Here is the full breakdown: 👇
☑ 1. Setup
→ Install Claude Code, connect the VS Code extension, and sign in.
→ Link exactly 3 repos. Not 10. Not your entire org.
→ Start with a minimal, organized codebase.
☑ 2. The TDD Core Loop
→ Write the test before you write any code.
→ Hand Claude this prompt: "Given this feature: [describe]. Write a Python test suite with 10+ Pytest cases. Then write the implementation that passes every test completely."
→ Run the test. If it fails, loop. If it passes, move to step 3.
☑ 3. Context Handling for Legacy Repos
→ Repo over 500 files? Stop. Use a specialized Context Agent.
→ Prompt: "Analyze this 10-year-old JavaScript file: [content]. Find 5 refactoring opportunities that reduce complexity without breaking existing logic."
→ Establish a Rule of 3: only the three most relevant files per session.
☑ 4. Deploy and Lock It In
→ Connect GitHub, AWS Lambda, Docker, and VS Code via connectors
→ Generate a GitHub Actions YAML file that runs Pytest on every commit.
→ Route coverage reports into PR comments.
Manage context like a CEO manages a team.
Automate the parts that used to eat your Fridays.
For more AI dev workflows like this: 👇
→ Go to https://t.co/XZmlWQ3gEs
→ Subscribe for free (don't pay anything)
→ Get cheatsheets like this one every week
Which sprint do you think most devs skip? Drop it below. 🤯
♻️ Repost to save an engineer in your network 6 months of wasted effort.
RAGs vs Agents
Ask an LLM about your company's data and it will guess. The two patterns that fix this are RAG and agents, and they solve different problems.
RAGs: RAGs combine LLMs with retrieval to ground answers in 4 steps.
Step 1: The user query is embedded and sent to a retrieval step.
Step 2: Retrieval pulls the most relevant chunks from a knowledge base (PDFs, wikis, etc.)
Step 3: Those chunks are pasted into the prompt as context.
Step 4: The LLM writes the answer, grounded in the retrieved text.

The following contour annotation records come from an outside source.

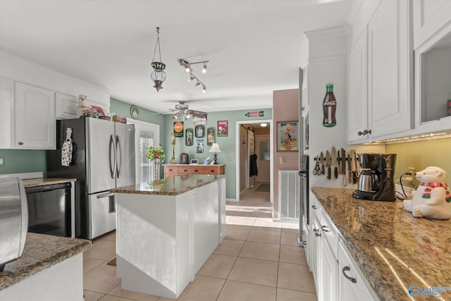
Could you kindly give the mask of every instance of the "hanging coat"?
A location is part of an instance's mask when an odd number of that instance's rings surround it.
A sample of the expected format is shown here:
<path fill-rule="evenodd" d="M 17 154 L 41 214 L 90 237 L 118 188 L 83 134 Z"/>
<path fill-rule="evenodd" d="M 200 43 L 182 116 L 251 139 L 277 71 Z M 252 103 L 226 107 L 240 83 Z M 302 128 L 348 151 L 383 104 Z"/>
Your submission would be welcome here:
<path fill-rule="evenodd" d="M 249 160 L 249 176 L 259 176 L 259 168 L 257 167 L 257 154 L 254 154 L 250 156 Z"/>

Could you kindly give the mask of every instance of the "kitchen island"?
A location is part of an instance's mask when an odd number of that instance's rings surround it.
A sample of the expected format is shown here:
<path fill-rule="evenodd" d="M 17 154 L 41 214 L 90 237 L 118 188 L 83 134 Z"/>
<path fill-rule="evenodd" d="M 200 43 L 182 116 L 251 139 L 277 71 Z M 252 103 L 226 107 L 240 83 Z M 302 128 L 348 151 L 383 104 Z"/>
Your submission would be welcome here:
<path fill-rule="evenodd" d="M 402 202 L 357 199 L 351 189 L 311 191 L 379 299 L 451 300 L 451 220 L 415 218 Z M 440 288 L 443 299 L 424 288 Z"/>
<path fill-rule="evenodd" d="M 82 300 L 89 240 L 28 233 L 22 257 L 0 272 L 0 300 Z"/>
<path fill-rule="evenodd" d="M 226 235 L 226 178 L 185 175 L 110 190 L 122 288 L 176 299 Z"/>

One retrieval. One generation. Cheap, predictable, and easy to debug.
Agents: Agents wrap LLMs in a reasoning loop with tools to take action.
Step 1: The user query goes into the agent runtime. A reasoning loop wrapped around an LLM.

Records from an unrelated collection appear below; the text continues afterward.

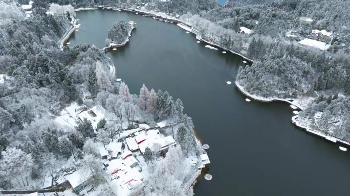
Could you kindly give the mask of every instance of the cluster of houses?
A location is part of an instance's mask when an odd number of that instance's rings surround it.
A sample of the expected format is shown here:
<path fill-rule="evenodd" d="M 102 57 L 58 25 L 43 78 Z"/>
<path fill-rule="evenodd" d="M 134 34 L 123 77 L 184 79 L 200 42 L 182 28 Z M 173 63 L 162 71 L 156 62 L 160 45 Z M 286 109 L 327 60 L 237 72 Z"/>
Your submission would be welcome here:
<path fill-rule="evenodd" d="M 86 119 L 91 122 L 96 133 L 97 124 L 104 117 L 105 111 L 103 108 L 95 106 L 83 111 L 77 111 L 77 107 L 74 106 L 71 108 L 66 108 L 67 113 L 75 114 L 76 120 L 82 121 Z M 62 119 L 60 120 L 65 122 Z M 165 136 L 159 131 L 159 129 L 167 126 L 166 121 L 158 122 L 155 127 L 140 124 L 137 128 L 131 129 L 127 129 L 127 125 L 123 125 L 123 131 L 117 134 L 116 139 L 108 144 L 95 142 L 101 158 L 101 166 L 109 176 L 110 184 L 129 190 L 143 183 L 143 168 L 146 168 L 143 155 L 146 148 L 162 156 L 169 147 L 176 145 L 171 136 Z M 89 172 L 81 169 L 66 175 L 64 178 L 74 191 L 80 195 L 86 195 L 93 188 L 93 177 Z"/>
<path fill-rule="evenodd" d="M 25 11 L 25 14 L 26 14 L 26 17 L 27 18 L 30 17 L 30 16 L 33 14 L 33 3 L 34 3 L 34 2 L 30 1 L 29 1 L 29 3 L 28 3 L 28 4 L 21 5 L 20 6 L 21 8 Z M 47 14 L 52 15 L 52 13 L 51 13 L 51 12 L 47 11 L 45 12 Z"/>

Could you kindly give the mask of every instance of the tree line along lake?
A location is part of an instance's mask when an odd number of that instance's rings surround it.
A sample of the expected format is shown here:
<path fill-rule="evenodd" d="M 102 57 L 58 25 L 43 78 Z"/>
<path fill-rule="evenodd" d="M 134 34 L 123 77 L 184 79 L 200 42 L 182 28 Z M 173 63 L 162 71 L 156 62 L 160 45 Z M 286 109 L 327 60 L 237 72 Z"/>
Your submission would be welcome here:
<path fill-rule="evenodd" d="M 107 55 L 130 92 L 138 94 L 144 83 L 183 101 L 198 135 L 210 146 L 213 179 L 200 179 L 195 195 L 348 194 L 348 153 L 292 124 L 288 104 L 246 102 L 233 84 L 245 66 L 242 58 L 205 47 L 194 35 L 151 17 L 108 10 L 77 14 L 81 26 L 72 45 L 102 48 L 116 20 L 137 23 L 130 41 Z"/>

Step 2: The LLM reads the goal and picks a tool (Read, Write, Edit, Bash, etc.)
Step 3: The runtime executes the tool and feeds the result back to the LLM.
Step 4: The LLM reasons again, picks the next tool, and loops until the task is done.
More flexible. More tokens. Harder to debug because errors drift across steps.
The rule of thumb: Use RAG when the answer lives in your documents. Use an agent when the answer requires action on other systems.
Over to you: When do you prefer RAG over agent?